May 4 (Bloomberg) -- Australian and South Korean stocks gained after U.S. manufacturing grew at the fastest pace since 2004 and personal spending increased, buoying confidence in the global economic recovery.
Hyundai Motor Co., South Korea’s biggest automaker, climbed 3.7 percent in Seoul on higher U.S. sales. Westfield Group, the world’s biggest shopping center by market value, gained 2.4 percent in Sydney after reporting better-than-expected growth in its Australian malls. Woodside Petroleum Ltd., Australia’s second-largest oil and gas producer, rose 0.6 percent in Sydney after crude oil climbed to a 3-week high in New York yesterday.
“The mentality of the market is still buy the dips, especially when the economic data from the U.S. is all very positive,” said Chris Weston, an institutional dealer at IG Markets in Melbourne.
The MSCI Asia Pacific excluding Japan Index increased 0.3 percent to 423.49 as of 8:30 a.m. in Hong Kong.

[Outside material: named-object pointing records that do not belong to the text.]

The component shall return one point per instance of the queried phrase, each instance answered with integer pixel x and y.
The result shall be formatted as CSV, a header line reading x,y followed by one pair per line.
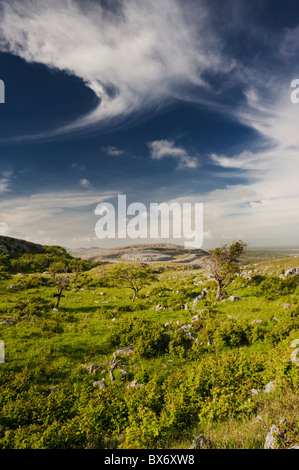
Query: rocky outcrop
x,y
10,245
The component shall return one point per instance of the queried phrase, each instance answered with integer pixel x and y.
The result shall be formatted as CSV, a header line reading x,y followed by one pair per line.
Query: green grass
x,y
188,387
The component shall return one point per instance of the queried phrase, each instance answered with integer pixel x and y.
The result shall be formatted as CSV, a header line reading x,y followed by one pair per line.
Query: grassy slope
x,y
54,349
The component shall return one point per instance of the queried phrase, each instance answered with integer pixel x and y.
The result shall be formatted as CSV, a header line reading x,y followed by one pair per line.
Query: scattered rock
x,y
201,296
195,318
134,384
100,384
270,442
198,442
159,307
270,387
92,369
124,351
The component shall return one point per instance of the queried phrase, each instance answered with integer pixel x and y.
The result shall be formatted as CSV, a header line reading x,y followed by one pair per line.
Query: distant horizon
x,y
136,243
185,102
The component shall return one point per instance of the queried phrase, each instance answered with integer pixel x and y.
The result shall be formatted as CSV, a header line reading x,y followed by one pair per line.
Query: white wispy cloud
x,y
167,148
113,151
133,58
85,183
53,216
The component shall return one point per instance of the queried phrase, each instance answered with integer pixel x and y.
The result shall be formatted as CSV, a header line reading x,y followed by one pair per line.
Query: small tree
x,y
134,276
60,278
222,264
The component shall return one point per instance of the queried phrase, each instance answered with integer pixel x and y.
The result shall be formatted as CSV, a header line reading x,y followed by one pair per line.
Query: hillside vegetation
x,y
227,370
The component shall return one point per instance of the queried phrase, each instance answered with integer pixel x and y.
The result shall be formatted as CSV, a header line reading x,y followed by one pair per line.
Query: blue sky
x,y
185,101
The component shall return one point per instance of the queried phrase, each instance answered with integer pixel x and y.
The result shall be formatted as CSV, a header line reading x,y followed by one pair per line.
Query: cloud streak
x,y
167,149
134,57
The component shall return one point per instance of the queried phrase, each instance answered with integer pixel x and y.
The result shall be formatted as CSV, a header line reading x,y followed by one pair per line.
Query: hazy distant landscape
x,y
88,366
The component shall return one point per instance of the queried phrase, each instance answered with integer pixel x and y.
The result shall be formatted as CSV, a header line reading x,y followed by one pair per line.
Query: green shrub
x,y
232,333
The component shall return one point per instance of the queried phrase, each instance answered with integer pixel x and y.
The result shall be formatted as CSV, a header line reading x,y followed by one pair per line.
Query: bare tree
x,y
60,279
222,264
134,276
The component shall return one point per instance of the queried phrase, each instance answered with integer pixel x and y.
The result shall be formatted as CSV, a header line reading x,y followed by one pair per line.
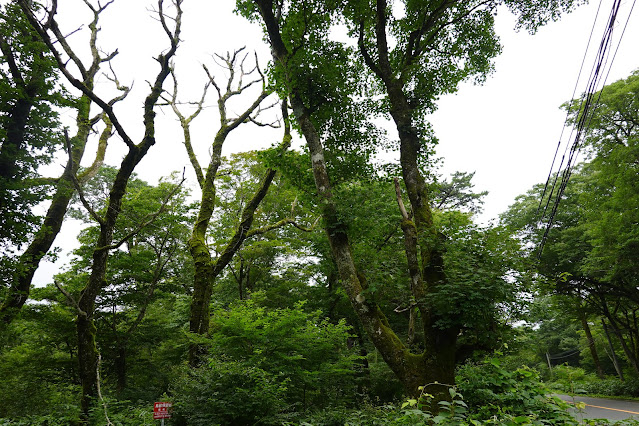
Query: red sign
x,y
161,410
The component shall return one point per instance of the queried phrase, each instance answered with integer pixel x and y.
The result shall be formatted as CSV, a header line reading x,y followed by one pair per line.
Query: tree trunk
x,y
591,343
29,261
120,367
437,363
613,354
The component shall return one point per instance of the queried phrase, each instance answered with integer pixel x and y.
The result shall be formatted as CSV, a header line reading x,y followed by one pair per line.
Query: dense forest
x,y
316,281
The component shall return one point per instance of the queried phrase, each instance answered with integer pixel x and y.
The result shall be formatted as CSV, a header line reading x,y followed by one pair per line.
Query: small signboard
x,y
162,410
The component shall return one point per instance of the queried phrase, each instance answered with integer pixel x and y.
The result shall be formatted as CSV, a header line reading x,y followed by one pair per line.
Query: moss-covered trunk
x,y
423,247
29,261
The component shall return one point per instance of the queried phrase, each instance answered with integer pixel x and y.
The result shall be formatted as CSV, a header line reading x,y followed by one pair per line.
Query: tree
x,y
49,31
143,272
208,267
29,125
437,45
588,253
20,273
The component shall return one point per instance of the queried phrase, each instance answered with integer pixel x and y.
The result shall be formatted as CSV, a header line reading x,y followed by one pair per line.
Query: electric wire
x,y
574,91
587,109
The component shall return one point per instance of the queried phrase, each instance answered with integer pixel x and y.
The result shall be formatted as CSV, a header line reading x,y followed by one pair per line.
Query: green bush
x,y
613,387
225,393
292,345
491,390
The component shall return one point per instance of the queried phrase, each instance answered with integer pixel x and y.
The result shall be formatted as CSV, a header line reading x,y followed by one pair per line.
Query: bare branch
x,y
150,217
70,298
400,203
78,187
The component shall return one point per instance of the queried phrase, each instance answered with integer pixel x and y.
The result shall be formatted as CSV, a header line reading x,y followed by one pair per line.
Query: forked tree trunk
x,y
436,363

The gauge has increased 13 percent from its low this year on Feb. 8 as better- than-estimated economic and earnings reports worldwide offset concerns a debt crisis in Europe will damp growth.
Australia’s S&P/ASX 200 Index added 0.1 percent to 4,789.40. New Zealand’s NZX 50 Index rose 0.4 percent. South Korea’s Kospi Index climbed 0.6 percent. Japan is closed for a public holiday.
Futures on the Standard & Poor’s 500 Index were little changed. The gauge advanced 1.3 percent yesterday, the most since March 5, after the Institute for Supply Management’s index of manufacturing advanced to 60.4 in April from 59.6 a month earlier. Commerce Department figures showed consumer spending in the U.S. rose in March by the most in five months and incomes climbed for the first time this year.
Australian manufacturing growth accelerated in April to the fastest pace in almost eight years, the Australian Industry Group and PricewaterhouseCoopers said in a separate survey released yesterday in Canberra.